Detecting Frame Deletion and Insertion in Video
Removing or inserting frames breaks the temporal continuity of inter-frame compression and leaves measurable artifacts in motion vectors, GOP structure, and container timestamps. This topic explains how forensic examiners parse these artifacts to identify and localise tampering in digital video files.
Last updated:
Frame deletion and insertion detection is the forensic discipline of identifying whether individual frames have been removed from or added to a digital video file to alter what the recording shows. Modern video codecs such as H.264 and H.265 do not store every frame as a complete image. They store most frames as compressed differences from a reference frame, so removing or inserting a single frame breaks the reference chain and leaves measurable artifacts. Examiners look for these artifacts in three places: the container's timestamp sequence, the codec's Group of Pictures (GOP) structure, and the inter-frame residuals produced when predicted and actual frame data no longer agree.

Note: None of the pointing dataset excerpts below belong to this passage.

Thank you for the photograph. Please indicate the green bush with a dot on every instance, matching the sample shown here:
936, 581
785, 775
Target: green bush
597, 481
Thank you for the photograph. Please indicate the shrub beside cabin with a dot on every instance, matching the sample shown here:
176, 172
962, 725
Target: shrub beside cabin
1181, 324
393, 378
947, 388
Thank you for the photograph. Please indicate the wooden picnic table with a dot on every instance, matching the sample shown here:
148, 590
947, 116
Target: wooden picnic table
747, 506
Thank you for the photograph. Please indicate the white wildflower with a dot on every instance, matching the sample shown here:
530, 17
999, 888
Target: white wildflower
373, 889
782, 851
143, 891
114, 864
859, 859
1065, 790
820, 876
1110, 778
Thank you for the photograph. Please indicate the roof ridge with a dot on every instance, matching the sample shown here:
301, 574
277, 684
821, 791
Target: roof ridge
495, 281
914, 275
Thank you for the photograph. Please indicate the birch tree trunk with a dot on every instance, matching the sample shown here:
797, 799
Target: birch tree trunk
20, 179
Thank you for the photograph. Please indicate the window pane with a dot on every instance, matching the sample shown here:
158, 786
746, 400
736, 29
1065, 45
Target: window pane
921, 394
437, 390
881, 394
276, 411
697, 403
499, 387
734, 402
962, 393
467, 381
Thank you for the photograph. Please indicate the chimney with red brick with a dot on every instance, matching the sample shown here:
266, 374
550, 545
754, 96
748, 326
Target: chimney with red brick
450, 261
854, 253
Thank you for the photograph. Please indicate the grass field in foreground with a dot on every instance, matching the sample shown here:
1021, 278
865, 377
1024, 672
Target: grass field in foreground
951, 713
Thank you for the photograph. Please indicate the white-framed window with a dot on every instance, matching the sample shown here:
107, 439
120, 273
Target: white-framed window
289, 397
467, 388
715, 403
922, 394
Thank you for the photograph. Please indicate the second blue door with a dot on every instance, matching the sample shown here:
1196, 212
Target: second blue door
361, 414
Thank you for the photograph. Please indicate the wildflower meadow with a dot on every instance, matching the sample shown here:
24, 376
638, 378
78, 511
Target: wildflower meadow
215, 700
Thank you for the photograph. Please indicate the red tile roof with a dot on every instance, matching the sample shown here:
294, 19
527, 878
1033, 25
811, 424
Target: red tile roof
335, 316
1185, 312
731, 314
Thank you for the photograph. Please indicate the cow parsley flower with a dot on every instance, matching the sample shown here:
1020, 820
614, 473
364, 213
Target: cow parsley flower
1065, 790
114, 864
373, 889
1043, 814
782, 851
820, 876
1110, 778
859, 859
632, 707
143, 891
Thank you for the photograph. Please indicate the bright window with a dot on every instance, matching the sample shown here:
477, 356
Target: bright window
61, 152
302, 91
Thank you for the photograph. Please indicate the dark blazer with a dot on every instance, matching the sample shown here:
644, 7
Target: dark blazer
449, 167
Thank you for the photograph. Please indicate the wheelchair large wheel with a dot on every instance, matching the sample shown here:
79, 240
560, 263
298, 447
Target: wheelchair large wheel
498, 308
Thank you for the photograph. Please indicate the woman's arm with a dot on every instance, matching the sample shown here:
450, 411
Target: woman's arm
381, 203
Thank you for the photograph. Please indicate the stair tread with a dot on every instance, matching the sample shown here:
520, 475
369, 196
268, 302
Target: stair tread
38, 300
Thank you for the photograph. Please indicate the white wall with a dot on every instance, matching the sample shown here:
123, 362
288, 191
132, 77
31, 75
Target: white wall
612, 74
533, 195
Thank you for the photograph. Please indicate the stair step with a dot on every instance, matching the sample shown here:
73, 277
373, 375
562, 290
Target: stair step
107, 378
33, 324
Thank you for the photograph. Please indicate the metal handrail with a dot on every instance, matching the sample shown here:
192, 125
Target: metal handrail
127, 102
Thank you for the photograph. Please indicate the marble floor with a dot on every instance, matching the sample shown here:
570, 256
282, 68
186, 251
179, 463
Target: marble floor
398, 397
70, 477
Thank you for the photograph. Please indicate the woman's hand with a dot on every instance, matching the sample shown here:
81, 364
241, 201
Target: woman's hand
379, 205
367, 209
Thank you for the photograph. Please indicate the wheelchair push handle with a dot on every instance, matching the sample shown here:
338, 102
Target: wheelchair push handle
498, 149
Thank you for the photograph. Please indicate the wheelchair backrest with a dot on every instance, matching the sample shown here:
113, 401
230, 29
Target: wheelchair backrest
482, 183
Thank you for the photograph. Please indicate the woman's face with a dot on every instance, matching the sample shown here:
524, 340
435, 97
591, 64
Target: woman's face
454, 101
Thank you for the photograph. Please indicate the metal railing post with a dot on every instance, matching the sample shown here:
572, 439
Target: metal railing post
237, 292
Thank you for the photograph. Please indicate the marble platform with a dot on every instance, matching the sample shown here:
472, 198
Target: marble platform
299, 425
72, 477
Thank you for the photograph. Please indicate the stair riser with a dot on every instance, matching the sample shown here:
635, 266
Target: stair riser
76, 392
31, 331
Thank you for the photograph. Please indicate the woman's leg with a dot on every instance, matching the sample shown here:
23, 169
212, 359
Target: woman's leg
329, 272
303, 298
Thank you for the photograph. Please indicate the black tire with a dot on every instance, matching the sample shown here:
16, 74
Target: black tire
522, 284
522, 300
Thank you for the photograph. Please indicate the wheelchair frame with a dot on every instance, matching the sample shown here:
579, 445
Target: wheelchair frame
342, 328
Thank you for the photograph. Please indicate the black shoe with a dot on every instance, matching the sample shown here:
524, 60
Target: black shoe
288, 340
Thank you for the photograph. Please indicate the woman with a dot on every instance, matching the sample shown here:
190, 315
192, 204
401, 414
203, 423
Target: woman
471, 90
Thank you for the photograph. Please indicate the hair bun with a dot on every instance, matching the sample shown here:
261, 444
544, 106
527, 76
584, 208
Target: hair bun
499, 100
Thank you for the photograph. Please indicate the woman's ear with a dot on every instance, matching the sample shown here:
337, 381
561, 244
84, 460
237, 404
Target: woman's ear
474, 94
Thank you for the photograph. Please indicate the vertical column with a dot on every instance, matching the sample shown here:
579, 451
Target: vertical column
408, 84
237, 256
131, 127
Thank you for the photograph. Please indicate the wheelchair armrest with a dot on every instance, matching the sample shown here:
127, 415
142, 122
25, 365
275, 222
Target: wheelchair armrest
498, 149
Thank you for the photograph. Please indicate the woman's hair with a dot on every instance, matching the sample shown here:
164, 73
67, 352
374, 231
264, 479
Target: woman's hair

The practical motivation for this analysis is significant. Video evidence from surveillance cameras, body-worn cameras, and mobile devices is routinely submitted in criminal and civil proceedings. A recording that has had frames removed to conceal an event, or frames inserted to fabricate one, can change the outcome of a case. Courts in multiple jurisdictions now expect authentication evidence: UK guidance under the College of Policing Digital Media Advisor framework, US Federal Rules of Evidence Rule 901(b)(9), the Bharatiya Sakshya Adhiniyam 2023 in India, and the EU's electronic evidence frameworks all require that digital evidence be shown to be what it purports to be before it is given weight.
Frame-level tampering detection sits within the broader discipline of video authentication, alongside double-compression analysis, source-camera matching, and metadata verification. It is distinct from enhancement work, which is concerned with improving visibility, not with establishing integrity. An examiner asked to authenticate a video must document the baseline codec parameters, extract and plot the GOP structure, compute inter-frame differences, and compare measured values against the statistical baseline for unmodified recordings from that camera or codec. The output is a reproducible, documented finding that can be cross-examined.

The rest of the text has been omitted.